Colleges in New York are required to proceed enrolling college students via age 21 — however state legislation doesn’t cease them from staying longer if the varsity agrees, Vega mentioned.
ELLIS staffers don’t need to preserve Dylan in highschool longer than crucial, however are encouraging him to remain for 2 years so he can grasp English earlier than making use of to school.
Within the meantime, he’s desperate to earn cash to assist his mother and siblings with hire. He hopes to take a bartending course so he can work at evening with out interfering along with his faculty schedule.
Dylan labored lengthy hours as a supply driver earlier than his arrest, and Bernard stays involved about how lengthy he’ll need to keep at school.

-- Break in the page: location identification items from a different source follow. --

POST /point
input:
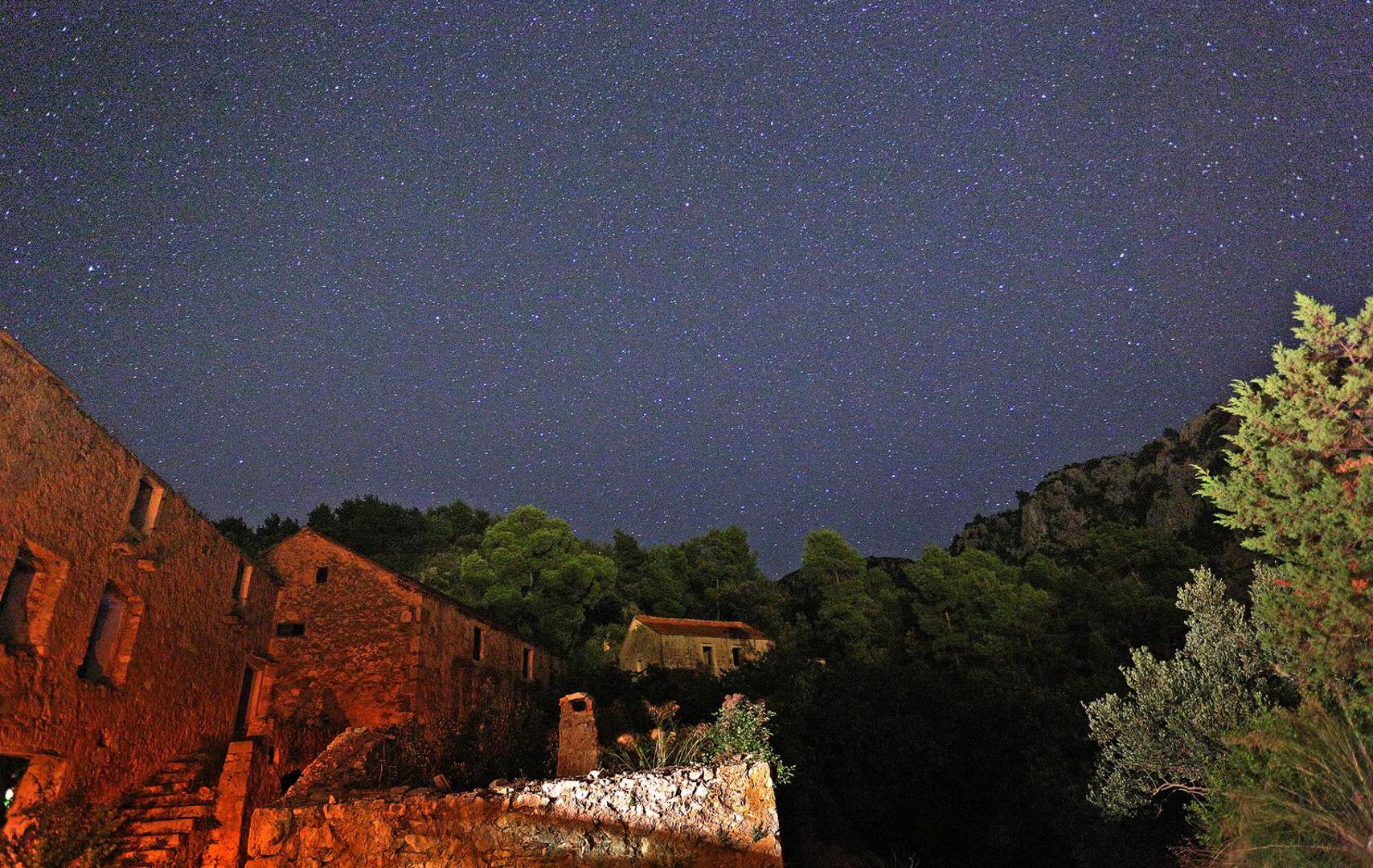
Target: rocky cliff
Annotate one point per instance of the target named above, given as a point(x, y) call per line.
point(1150, 488)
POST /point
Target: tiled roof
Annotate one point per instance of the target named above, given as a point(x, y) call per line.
point(694, 627)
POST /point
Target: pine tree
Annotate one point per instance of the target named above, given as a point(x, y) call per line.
point(1301, 482)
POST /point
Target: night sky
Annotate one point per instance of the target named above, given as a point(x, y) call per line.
point(864, 265)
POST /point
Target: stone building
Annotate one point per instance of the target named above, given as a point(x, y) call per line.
point(357, 645)
point(133, 633)
point(688, 643)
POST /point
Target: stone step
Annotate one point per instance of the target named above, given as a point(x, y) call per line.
point(168, 800)
point(150, 858)
point(159, 827)
point(158, 790)
point(141, 844)
point(170, 812)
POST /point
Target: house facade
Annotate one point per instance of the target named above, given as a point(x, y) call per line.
point(357, 645)
point(132, 631)
point(151, 664)
point(690, 643)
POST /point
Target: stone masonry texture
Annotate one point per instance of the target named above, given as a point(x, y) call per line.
point(682, 816)
point(68, 490)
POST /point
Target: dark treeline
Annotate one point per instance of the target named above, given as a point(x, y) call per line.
point(931, 706)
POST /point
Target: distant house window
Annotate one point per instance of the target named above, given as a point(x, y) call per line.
point(112, 637)
point(14, 604)
point(145, 502)
point(242, 579)
point(11, 772)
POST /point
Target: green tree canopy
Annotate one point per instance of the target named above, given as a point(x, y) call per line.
point(535, 575)
point(1301, 482)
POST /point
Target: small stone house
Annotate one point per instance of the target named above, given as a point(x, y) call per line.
point(359, 645)
point(688, 643)
point(132, 632)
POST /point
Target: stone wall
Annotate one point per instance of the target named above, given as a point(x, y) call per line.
point(355, 661)
point(684, 816)
point(451, 680)
point(651, 649)
point(68, 490)
point(376, 649)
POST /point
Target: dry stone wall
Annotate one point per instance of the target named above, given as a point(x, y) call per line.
point(682, 816)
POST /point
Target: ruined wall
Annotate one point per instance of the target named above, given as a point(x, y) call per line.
point(356, 660)
point(674, 651)
point(451, 679)
point(378, 649)
point(66, 493)
point(721, 816)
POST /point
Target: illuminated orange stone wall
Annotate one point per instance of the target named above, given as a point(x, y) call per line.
point(376, 647)
point(66, 493)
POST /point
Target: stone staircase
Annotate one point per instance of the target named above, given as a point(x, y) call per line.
point(166, 821)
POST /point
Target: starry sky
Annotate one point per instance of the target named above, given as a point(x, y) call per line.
point(669, 267)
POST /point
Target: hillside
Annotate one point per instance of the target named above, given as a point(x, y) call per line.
point(1151, 488)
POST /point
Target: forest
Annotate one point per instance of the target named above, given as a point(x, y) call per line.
point(1142, 662)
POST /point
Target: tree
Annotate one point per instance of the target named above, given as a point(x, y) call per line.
point(1301, 481)
point(535, 575)
point(1170, 728)
point(256, 540)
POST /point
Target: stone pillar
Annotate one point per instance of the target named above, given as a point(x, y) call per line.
point(244, 769)
point(578, 751)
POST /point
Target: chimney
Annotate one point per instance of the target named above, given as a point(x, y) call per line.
point(578, 753)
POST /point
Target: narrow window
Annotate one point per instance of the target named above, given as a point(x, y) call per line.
point(248, 701)
point(103, 646)
point(14, 604)
point(145, 503)
point(240, 581)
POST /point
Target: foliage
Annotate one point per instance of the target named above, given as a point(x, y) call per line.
point(1301, 482)
point(1297, 790)
point(667, 743)
point(400, 538)
point(1171, 726)
point(256, 540)
point(68, 831)
point(507, 736)
point(742, 730)
point(533, 575)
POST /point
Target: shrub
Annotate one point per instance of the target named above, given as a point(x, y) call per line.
point(665, 745)
point(740, 730)
point(64, 833)
point(508, 736)
point(1297, 790)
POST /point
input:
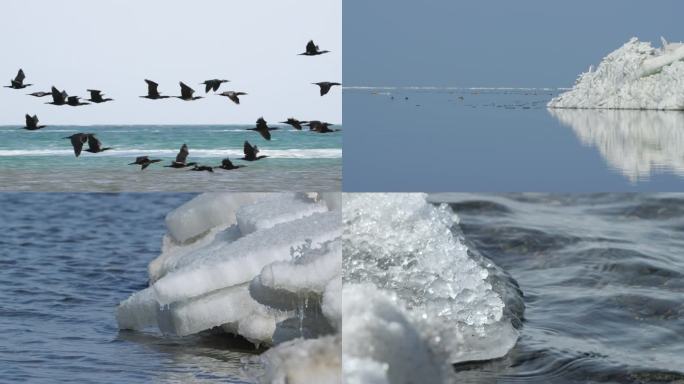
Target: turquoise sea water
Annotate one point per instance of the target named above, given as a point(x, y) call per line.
point(44, 161)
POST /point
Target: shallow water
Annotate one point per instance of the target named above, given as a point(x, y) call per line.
point(65, 263)
point(446, 139)
point(43, 161)
point(603, 282)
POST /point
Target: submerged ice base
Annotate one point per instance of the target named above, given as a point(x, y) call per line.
point(635, 76)
point(415, 298)
point(266, 267)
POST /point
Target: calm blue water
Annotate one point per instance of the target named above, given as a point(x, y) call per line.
point(43, 161)
point(441, 139)
point(66, 260)
point(603, 283)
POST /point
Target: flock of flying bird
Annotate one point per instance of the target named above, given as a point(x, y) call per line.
point(78, 140)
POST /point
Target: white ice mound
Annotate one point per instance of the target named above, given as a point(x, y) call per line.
point(636, 76)
point(636, 143)
point(448, 302)
point(221, 246)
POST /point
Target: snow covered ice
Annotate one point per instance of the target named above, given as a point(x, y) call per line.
point(416, 299)
point(635, 76)
point(266, 267)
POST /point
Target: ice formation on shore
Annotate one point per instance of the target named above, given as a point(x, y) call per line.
point(635, 76)
point(636, 143)
point(266, 267)
point(416, 299)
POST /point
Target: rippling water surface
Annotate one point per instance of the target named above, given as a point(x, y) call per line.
point(500, 140)
point(603, 280)
point(65, 263)
point(44, 161)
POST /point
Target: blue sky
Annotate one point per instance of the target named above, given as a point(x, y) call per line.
point(113, 45)
point(524, 43)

Staffers at ELLIS are engaged on discovering him an internship that permits him to earn cash whereas studying new expertise and burnishing his school resume.

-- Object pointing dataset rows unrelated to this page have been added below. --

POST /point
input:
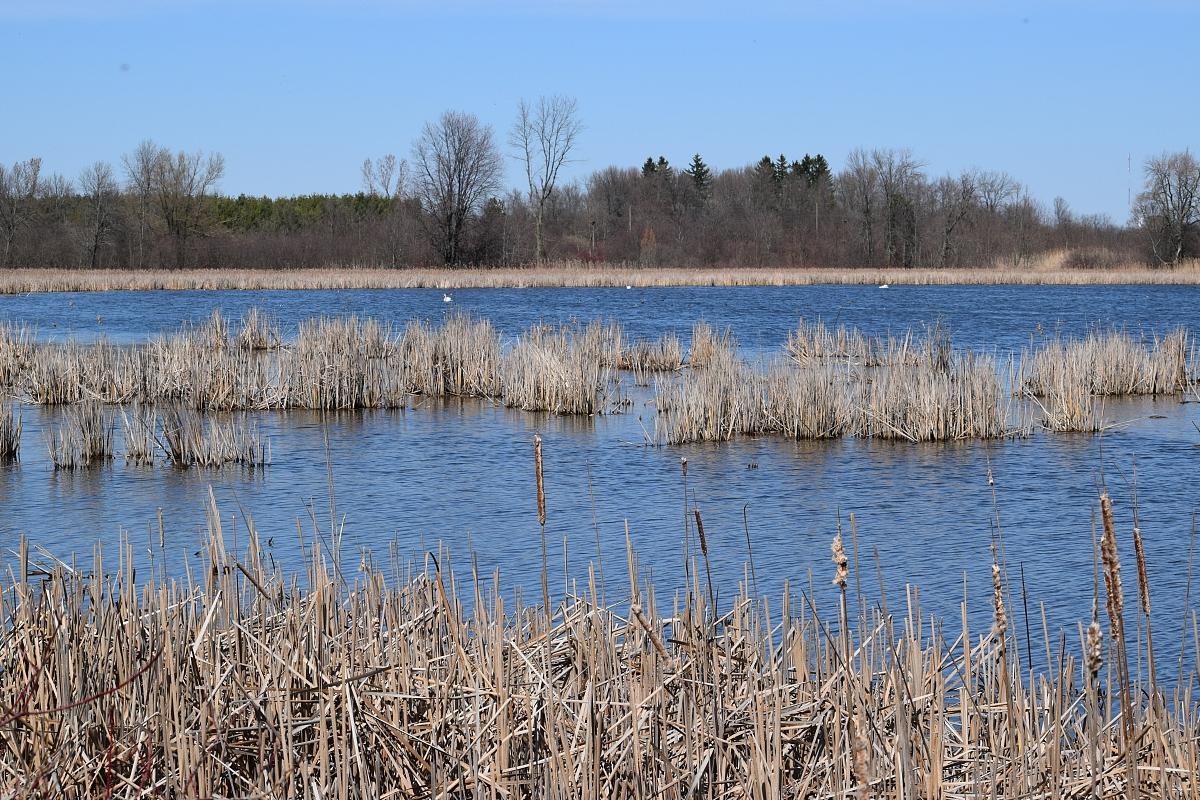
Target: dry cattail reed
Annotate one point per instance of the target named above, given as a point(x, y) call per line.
point(1000, 615)
point(841, 563)
point(372, 686)
point(541, 485)
point(10, 434)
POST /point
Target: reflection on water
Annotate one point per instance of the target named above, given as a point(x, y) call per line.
point(460, 471)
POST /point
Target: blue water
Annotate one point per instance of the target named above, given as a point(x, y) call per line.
point(460, 473)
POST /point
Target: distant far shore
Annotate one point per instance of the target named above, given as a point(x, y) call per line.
point(23, 281)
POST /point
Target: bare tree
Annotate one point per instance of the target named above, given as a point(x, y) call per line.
point(1169, 208)
point(859, 187)
point(385, 176)
point(19, 186)
point(139, 169)
point(175, 186)
point(457, 168)
point(996, 190)
point(180, 186)
point(388, 179)
point(954, 198)
point(544, 136)
point(898, 170)
point(100, 190)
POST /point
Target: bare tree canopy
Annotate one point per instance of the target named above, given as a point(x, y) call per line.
point(1169, 208)
point(544, 136)
point(19, 187)
point(457, 168)
point(385, 176)
point(97, 185)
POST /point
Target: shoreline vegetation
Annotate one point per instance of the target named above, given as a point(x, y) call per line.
point(238, 680)
point(1048, 271)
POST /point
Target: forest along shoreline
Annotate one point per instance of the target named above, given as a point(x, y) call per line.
point(1048, 271)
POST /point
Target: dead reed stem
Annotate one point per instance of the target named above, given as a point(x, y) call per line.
point(238, 683)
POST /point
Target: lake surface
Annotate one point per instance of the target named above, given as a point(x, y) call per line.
point(460, 473)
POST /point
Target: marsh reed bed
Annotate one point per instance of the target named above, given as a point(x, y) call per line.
point(825, 383)
point(237, 681)
point(1067, 378)
point(1050, 270)
point(839, 383)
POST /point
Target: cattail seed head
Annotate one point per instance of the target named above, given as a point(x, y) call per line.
point(1093, 657)
point(1111, 559)
point(859, 756)
point(1000, 623)
point(700, 529)
point(1143, 577)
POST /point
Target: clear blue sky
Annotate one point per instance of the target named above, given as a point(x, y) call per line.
point(297, 94)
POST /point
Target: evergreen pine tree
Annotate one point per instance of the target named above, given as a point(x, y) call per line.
point(701, 178)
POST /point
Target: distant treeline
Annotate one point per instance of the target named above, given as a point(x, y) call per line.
point(880, 209)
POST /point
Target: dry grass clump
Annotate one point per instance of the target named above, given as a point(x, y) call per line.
point(1067, 402)
point(84, 437)
point(258, 332)
point(813, 403)
point(337, 364)
point(461, 358)
point(10, 434)
point(139, 428)
point(708, 346)
point(16, 347)
point(815, 343)
point(241, 684)
point(561, 368)
point(928, 403)
point(190, 441)
point(643, 356)
point(712, 403)
point(1110, 364)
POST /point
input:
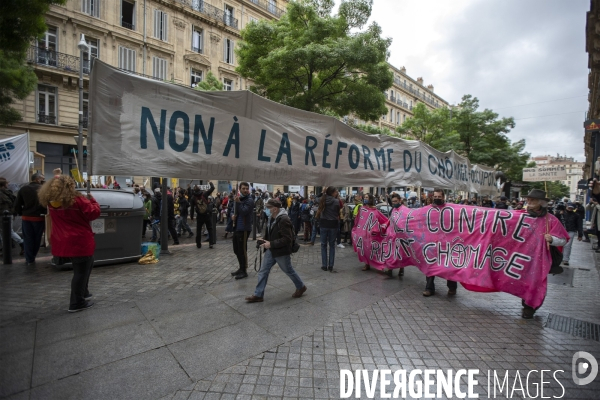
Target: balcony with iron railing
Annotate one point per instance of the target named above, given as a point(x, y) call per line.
point(53, 59)
point(127, 25)
point(269, 6)
point(211, 11)
point(46, 119)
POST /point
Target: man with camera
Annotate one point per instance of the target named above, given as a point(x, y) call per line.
point(279, 237)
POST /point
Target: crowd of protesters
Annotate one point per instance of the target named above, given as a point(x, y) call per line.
point(328, 215)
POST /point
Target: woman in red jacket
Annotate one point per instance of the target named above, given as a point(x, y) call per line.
point(72, 236)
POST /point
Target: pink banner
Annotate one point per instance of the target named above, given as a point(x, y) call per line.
point(484, 249)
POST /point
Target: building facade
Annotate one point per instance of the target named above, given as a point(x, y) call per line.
point(178, 41)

Dylan mentioned he’s prepared to remain at ELLIS “so long as it takes.”
An Unsure Future
Dylan’s arrest, and the aggressive escalation in immigration enforcement it represented, forged an extended shadow over ELLIS over the previous 10 months, reaching into each facet of its work.

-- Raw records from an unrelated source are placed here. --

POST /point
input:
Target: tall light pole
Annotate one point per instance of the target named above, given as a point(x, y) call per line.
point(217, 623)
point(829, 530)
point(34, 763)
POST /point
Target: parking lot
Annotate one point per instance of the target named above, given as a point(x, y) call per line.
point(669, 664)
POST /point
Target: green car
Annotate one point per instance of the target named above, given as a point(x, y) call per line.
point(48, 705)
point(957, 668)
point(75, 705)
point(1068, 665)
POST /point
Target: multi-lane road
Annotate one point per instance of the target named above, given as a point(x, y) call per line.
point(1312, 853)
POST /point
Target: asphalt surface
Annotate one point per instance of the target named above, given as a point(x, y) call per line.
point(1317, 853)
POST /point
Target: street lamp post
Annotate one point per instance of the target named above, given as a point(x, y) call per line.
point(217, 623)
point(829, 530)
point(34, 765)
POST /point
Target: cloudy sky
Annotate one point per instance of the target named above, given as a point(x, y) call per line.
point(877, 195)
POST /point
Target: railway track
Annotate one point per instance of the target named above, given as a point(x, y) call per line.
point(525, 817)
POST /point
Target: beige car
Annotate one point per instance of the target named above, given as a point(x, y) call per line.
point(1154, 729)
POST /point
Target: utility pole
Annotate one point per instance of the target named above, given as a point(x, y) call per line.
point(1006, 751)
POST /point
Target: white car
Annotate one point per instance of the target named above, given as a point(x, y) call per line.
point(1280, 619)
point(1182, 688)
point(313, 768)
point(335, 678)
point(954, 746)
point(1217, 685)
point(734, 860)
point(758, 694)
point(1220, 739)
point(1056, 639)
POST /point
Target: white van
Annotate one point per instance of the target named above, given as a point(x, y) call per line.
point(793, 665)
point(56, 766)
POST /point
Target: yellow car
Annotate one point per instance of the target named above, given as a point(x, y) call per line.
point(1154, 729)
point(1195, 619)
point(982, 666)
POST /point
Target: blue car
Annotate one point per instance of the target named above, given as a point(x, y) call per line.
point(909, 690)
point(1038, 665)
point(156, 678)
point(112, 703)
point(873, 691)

College students had begun to speak extra brazenly about self-deportation. Stress to desert faculty for work grew as college students confronted their diminished prospects for constructing a future within the U.S. And ELLIS’ enrollment, like that at immigrant-heavy colleges throughout town, has declined as border crossings slowed to a trickle.
Lots of the ELLIS college students who greeted Dylan Tuesday with tearful hugs and exclamations like “bienvenidos, loco!” (welcome again, loopy!) had endured their very own brushes with immigration enforcement.
Dylan noticed a good friend whose mom was deported whereas he was in detention, leaving her with out a strategy to pay hire or take care of her toddler throughout faculty hours. Dylan’s good friend Bridget is contemplating returning to Ecuador partly due to the worry of ICE. One other pupil noticed Dylan’s ankle monitor and requested a employees member what the machine did, including that her dad had one too, Bernard mentioned.
And when Dylan greeted two fellow Venezuelan college students, one requested if he’d needed to sleep on the ground — noting that’s the place he’d slept after being detained whereas crossing the border. “I do know the ground,” Dylan responded with a wry smile.
Throughout lunch time, Dylan settled right into a sales space with mates and munched on mozzarella sticks. He had a newfound appreciation for varsity cafeteria meals.
His friendships had been what Dylan missed most about ELLIS, and there was heaps to make amends for. The dialog quickly turned to an abnormal highschool concern: Dylan had to determine what colour to dye his hair subsequent.